— Итак, моя дорогая Джорджиана, Альфред соответствует вашему идеальному представлению о возлюбленном?
— Нет, я хотела сказать совсем не то, Софрония, — ответила Джорджиана, не зная, куда девать свои локти. — Я вообще не имею ни малейшего понятия о том, каким должен быть возлюбленный. Ничтожества, которых мама подводит ко мне на балах только для того, чтобы терзать меня, — разве это возлюбленные? А мистер…
— Опять, Джорджиана?
— А ваш Альфред…
— Вот это уже лучше, милочка.
— …так вас любит. Он всегда так к вам внимателен, так изысканно любезен. Ведь правда?
— Правда, милочка, — подтвердила миссис Лэмл с каким-то странным выражением лица. — Мне кажется, он любит меня не меньше, чем я его.
— Какое это счастье! — воскликнула мисс Подснеп.
— А знаете, моя дорогая Джорджиана, — после небольшой паузы снова заговорила миссис Лэмл. — В вашем восхищении Альфредом и его нежностью есть что-то подозрительное.
— Нет, нет! Боже упаси!
— Не наводит ли это на мысль, — лукаво продолжала миссис Лэмл, — что сердечко моей Джорджианы…
— Не надо! — вся вспыхнув, взмолилась Джорджиана. — Пожалуйста, не надо! Уверяю вас, Софрония, я восхваляю Альфреда только потому, что он ваш муж и так предан вам.
Во взгляде Софронии блеснул огонек, словно она узнала нечто новое для себя. Но этот огонек сменился холодной улыбкой, когда она заговорила, глядя в тарелку и высоко подняв брови:
— Вы не поняли моего намека, душенька.
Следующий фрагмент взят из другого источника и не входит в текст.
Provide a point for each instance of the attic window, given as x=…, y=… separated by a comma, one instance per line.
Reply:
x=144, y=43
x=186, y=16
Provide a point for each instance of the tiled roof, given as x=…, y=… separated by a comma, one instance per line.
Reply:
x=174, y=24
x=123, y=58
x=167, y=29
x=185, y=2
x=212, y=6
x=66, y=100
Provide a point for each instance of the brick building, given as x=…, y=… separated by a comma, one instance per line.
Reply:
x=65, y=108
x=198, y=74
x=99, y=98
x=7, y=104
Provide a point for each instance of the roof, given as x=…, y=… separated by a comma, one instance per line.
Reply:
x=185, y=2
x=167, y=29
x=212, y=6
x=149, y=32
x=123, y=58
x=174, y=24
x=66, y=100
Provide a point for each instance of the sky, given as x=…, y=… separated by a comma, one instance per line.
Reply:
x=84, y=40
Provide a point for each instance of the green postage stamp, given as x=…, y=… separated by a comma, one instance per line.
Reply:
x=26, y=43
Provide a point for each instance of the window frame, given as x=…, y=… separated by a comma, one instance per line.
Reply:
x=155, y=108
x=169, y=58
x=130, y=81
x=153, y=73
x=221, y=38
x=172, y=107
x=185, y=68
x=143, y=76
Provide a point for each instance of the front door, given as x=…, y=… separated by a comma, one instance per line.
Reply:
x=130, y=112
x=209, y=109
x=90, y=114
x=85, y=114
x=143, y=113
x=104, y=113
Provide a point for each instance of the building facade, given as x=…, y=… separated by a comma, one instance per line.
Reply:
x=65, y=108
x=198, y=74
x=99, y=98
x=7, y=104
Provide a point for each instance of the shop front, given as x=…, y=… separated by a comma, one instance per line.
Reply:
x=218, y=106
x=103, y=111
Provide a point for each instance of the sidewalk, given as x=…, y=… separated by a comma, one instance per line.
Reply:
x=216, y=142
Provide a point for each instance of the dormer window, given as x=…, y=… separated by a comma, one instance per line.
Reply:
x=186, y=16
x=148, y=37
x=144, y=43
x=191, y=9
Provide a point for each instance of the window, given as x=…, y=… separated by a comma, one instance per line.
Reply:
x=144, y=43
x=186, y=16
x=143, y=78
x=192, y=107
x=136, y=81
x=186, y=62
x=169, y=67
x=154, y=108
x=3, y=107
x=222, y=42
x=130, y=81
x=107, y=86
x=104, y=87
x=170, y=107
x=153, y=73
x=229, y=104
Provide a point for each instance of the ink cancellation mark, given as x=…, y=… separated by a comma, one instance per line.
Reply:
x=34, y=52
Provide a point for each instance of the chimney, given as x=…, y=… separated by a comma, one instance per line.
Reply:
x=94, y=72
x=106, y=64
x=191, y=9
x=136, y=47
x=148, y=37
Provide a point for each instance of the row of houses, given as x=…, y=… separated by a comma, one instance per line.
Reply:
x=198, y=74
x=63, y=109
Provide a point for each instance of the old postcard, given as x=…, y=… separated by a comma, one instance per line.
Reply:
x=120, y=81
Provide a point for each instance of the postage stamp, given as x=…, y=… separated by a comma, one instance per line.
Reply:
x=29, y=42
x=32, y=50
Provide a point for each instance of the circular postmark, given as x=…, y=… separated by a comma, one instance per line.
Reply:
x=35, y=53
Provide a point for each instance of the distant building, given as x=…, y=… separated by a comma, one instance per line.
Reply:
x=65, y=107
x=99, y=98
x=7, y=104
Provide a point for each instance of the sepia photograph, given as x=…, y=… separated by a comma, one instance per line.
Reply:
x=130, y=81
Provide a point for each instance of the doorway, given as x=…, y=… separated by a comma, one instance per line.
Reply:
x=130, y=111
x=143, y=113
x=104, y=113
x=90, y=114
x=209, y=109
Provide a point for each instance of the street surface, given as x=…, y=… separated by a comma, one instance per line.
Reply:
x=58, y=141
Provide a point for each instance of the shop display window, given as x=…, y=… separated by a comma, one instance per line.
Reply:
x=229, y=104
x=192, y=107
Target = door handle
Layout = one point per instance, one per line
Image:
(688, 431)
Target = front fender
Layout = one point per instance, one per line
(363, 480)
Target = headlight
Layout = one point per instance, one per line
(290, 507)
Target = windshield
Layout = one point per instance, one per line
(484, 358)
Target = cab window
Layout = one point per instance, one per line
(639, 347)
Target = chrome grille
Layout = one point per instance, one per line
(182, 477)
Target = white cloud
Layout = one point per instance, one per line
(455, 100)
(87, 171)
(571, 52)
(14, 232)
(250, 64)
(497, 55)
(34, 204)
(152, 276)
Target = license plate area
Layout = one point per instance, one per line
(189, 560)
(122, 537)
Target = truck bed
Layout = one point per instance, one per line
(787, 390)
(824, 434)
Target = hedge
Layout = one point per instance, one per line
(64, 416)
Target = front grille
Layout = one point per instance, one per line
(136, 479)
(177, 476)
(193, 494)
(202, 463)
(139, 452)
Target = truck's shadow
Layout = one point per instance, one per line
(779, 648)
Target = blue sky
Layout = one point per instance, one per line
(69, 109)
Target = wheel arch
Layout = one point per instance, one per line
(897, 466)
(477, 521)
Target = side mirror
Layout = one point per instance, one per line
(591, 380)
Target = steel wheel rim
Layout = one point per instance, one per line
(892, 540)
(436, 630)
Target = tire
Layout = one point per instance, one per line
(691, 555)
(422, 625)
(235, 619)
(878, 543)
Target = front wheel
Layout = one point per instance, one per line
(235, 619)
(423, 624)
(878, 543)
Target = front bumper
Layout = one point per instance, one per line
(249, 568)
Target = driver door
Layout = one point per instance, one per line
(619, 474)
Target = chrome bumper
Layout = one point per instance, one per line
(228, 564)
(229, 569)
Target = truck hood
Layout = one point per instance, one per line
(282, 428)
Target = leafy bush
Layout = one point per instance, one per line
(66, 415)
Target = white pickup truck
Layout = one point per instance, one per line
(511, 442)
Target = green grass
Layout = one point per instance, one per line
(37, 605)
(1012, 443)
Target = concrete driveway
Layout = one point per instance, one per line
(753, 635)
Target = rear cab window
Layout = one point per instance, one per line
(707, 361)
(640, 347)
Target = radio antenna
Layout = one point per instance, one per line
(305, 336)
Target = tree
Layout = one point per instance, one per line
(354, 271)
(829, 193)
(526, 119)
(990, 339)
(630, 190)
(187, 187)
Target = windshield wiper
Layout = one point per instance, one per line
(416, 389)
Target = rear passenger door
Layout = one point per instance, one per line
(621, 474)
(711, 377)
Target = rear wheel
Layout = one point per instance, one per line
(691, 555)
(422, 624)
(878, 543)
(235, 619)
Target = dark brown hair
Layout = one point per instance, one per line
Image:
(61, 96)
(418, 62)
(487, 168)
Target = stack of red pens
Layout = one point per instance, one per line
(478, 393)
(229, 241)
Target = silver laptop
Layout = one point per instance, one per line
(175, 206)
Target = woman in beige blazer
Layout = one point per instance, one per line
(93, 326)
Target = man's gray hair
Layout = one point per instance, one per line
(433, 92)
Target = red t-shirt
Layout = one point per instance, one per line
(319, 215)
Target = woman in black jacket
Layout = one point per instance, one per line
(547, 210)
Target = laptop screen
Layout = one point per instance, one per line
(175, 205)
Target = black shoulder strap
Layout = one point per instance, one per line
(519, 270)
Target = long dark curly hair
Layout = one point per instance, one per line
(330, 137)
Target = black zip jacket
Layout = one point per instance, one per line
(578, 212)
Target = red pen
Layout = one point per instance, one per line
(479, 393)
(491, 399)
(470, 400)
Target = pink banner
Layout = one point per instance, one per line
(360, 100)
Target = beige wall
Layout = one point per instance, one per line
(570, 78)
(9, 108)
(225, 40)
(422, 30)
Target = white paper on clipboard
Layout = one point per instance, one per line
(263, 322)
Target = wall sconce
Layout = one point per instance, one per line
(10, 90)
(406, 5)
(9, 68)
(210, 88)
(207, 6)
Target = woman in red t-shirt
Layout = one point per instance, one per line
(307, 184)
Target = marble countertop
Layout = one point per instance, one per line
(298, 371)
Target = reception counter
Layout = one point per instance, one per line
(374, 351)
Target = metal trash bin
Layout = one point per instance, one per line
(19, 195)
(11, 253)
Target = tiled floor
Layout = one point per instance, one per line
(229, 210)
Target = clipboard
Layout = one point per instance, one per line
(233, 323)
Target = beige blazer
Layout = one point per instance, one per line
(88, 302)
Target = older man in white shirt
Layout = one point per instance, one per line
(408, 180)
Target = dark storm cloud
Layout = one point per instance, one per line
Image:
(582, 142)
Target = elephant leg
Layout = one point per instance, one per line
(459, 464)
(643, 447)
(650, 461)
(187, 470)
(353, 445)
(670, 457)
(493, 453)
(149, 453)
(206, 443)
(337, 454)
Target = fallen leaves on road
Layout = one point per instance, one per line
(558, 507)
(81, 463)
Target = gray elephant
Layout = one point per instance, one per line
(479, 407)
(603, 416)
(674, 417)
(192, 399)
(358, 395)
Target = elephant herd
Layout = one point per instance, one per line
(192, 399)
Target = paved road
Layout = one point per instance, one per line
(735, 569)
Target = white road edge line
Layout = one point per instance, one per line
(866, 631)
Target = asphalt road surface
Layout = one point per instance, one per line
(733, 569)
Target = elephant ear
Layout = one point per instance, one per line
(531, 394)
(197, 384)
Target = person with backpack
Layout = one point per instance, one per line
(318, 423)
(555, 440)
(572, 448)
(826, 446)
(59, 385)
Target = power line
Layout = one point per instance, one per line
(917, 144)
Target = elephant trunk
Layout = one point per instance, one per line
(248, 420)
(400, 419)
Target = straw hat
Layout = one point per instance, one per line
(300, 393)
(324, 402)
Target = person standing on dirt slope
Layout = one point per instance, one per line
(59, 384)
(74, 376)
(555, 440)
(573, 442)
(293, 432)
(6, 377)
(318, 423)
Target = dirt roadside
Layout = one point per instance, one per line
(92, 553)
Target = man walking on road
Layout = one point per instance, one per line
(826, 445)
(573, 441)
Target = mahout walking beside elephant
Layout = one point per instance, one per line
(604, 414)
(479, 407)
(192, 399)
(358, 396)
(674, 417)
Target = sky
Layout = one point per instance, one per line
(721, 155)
Я хотела сказать: сердечко моей Джорджианы начинает чувствовать, что оно свободно.
— Нет, нет! — воскликнула Джорджиана. — Никогда, ни за что не позволю, чтобы со мной так говорили!
— Как это «так», моя Джорджиана? — осведомилась миссис Лэмл, улыбаясь все той же холодной улыбкой и не поднимая глаз от тарелки.
— Ну, вы знаете, — ответила бедняжка. — Если б кто-нибудь осмелился так со мной говорить, Софрония, мне кажется, я сошла бы с ума от досады, стыда и ненависти. Я вижу, как вы и ваш муж нежны друг с другом, и с меня этого вполне достаточно. Вы — совсем другое дело. А если бы такое случилось со мной, не знаю, что бы я сделала! Я стала бы просить, умолять: выгоните этого человека вон, затопчите его ногами!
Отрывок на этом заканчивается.